Las vidas pobres son lugares de verdad y no solo un cúmulo de necesidades a las que hay que
prestar atención y cuidados. “Dilexit te” lo dice claramente: hay que reconocer que la realidad se ve mejor desde los márgenes, y
que los pobres no son objetos que hay que
salvar, sino «sujetos de una inteligencia específica» que la Iglesia y toda la humanidad necesitan.
Por eso este Jubileo no es una pausa consoladora de la realidad. Es un gesto que interroga. Interroga nuestra capacidad de imaginar relaciones diferentes, donde las fronteras entre quien ayuda y quien es ayudado se vuelven más porosas, donde los pobres no son objeto de cuidado, sino sujetos de una Iglesia que se renueva.
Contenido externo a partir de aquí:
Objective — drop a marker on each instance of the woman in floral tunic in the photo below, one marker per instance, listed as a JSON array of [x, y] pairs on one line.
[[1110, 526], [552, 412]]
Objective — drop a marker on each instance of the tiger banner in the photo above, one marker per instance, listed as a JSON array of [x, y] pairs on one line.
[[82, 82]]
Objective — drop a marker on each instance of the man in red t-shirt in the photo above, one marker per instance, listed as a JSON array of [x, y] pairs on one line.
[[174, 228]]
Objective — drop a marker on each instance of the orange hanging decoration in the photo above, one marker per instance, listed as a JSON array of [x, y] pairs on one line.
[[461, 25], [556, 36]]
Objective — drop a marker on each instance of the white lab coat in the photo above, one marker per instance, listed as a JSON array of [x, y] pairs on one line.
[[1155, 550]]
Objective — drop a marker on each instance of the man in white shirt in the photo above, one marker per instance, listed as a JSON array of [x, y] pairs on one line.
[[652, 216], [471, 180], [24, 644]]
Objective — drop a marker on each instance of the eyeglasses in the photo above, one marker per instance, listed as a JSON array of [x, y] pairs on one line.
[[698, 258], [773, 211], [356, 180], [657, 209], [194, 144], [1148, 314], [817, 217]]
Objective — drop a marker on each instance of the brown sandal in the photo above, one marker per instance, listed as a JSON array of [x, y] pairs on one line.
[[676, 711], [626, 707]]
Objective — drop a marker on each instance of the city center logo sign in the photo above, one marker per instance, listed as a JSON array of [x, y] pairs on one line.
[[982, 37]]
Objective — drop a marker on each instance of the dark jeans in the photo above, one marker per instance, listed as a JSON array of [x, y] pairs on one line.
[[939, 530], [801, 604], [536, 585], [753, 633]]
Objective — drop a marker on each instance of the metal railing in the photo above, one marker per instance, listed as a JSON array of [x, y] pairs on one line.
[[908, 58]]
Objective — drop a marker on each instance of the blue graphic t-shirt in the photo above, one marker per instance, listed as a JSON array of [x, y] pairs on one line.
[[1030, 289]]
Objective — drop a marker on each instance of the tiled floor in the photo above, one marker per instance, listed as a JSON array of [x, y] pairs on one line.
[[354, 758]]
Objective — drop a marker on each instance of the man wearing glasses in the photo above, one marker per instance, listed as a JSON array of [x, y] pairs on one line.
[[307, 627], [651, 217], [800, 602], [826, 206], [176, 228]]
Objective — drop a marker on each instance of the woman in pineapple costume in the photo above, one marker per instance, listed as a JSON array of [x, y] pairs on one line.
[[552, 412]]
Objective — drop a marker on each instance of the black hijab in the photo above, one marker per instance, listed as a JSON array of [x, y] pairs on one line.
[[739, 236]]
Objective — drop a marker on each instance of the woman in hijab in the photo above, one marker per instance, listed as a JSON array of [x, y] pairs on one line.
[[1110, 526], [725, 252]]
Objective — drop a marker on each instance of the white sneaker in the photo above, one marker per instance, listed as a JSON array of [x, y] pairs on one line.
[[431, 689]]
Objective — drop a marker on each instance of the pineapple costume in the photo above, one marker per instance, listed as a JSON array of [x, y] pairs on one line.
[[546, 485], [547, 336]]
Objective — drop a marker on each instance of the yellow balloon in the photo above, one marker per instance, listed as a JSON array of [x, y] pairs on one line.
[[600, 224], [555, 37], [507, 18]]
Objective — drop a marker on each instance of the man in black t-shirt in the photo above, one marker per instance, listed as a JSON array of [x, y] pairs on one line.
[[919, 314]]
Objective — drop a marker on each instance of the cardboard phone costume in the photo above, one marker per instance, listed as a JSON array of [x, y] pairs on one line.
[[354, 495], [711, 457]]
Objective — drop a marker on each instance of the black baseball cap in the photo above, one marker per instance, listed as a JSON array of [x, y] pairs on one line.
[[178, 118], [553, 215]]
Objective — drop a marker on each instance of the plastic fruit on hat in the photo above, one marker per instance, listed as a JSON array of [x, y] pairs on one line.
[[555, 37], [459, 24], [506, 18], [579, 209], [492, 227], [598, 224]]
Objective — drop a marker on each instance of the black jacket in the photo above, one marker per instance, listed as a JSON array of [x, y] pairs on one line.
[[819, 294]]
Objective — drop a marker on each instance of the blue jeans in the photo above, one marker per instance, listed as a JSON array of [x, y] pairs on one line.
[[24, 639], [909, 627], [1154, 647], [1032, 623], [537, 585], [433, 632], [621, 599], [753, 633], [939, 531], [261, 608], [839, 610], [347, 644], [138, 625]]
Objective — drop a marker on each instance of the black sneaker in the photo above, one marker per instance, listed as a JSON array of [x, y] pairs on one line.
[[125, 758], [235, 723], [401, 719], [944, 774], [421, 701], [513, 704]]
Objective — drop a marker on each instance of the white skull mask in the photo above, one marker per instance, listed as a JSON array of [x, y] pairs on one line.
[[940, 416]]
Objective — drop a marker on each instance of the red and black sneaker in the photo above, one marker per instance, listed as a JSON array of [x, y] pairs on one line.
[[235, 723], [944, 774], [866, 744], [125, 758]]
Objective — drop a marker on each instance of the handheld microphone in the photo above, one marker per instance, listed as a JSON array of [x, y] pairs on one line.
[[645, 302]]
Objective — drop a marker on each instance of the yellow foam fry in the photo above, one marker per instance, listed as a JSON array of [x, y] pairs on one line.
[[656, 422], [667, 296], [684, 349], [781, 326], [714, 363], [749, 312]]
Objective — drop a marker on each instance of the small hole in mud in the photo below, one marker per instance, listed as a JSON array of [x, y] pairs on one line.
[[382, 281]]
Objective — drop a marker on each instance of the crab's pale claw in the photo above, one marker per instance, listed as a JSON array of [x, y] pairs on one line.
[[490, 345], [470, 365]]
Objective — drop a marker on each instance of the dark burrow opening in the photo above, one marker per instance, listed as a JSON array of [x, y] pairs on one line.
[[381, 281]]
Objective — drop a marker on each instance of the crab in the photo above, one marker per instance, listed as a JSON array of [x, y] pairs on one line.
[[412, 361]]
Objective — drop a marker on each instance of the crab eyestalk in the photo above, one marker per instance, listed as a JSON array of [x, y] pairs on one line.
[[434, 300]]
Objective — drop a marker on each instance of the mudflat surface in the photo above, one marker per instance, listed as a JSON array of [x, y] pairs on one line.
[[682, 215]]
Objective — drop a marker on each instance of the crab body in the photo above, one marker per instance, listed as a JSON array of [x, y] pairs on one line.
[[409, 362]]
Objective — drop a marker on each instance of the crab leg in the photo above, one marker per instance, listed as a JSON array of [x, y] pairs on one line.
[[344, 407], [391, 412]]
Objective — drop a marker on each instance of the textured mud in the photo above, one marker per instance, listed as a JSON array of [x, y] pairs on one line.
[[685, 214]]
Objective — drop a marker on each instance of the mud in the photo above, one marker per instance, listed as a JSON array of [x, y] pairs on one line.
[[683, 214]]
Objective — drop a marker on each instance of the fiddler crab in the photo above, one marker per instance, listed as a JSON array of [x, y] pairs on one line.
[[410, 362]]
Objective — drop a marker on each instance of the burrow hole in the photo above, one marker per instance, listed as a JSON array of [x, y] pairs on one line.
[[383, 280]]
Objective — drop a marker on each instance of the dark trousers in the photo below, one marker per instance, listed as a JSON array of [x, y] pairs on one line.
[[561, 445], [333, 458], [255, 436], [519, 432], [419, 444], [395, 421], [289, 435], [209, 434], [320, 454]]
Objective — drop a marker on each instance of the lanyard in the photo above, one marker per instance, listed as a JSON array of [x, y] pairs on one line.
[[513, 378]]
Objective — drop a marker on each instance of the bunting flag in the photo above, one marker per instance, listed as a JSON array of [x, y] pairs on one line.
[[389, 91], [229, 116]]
«Solo la cercanía que nos hace amigos nos permite apreciar profundamente los valores de los pobres de hoy. Día tras día, los pobres se convierten en sujetos de evangelización» (DT 100).
San Juan Crisóstomo decía que «si los fieles no encuentran a Cristo en los pobres que están a la puerta, tampoco podrán adorarlo en el altar». No se trata de retórica. Se trata de comprender que la fecundidad de la fe cristiana pasa por este «desequilibrio» hacia los últimos. Un desequilibrio que no es buenismo, sino fidelidad al Evangelio.
El signo del almuerzo
mantiene viva la esperanza allí donde parece no haber espacio. Porque la esperanza no es optimismo. No es la
certeza de que todo irá bien. La
esperanza es la capacidad de seguir
creyendo que otro mundo es posible, incluso cuando todo parece
desmentirlo. La esperanza es la obstinación de quienes siguen partiendo el pan
juntos, convencidos de que en ese gesto —pequeño, frágil, aparentemente inútil—
ya está el Reino de Dios.
No se trata de presumir. Tampoco de celebrarse a sí misma como Iglesia que cuida de los pobres. Se trata de dejarse interpelar, para renovar el deseo de ser «Iglesia pobre que camina junto a la fragilidad de cada uno».
Una Iglesia que no tiene miedo de sentarse a la misma mesa, de compartir el mismo pan, de reconocer que todos somos, en el fondo, mendigos de sentido y de amor.
Y tal vez, precisamente en este reconocimiento mutuo, se esconde la verdadera revolución. La que no hace ruido, pero cambia el corazón. Y con el corazón, el mundo.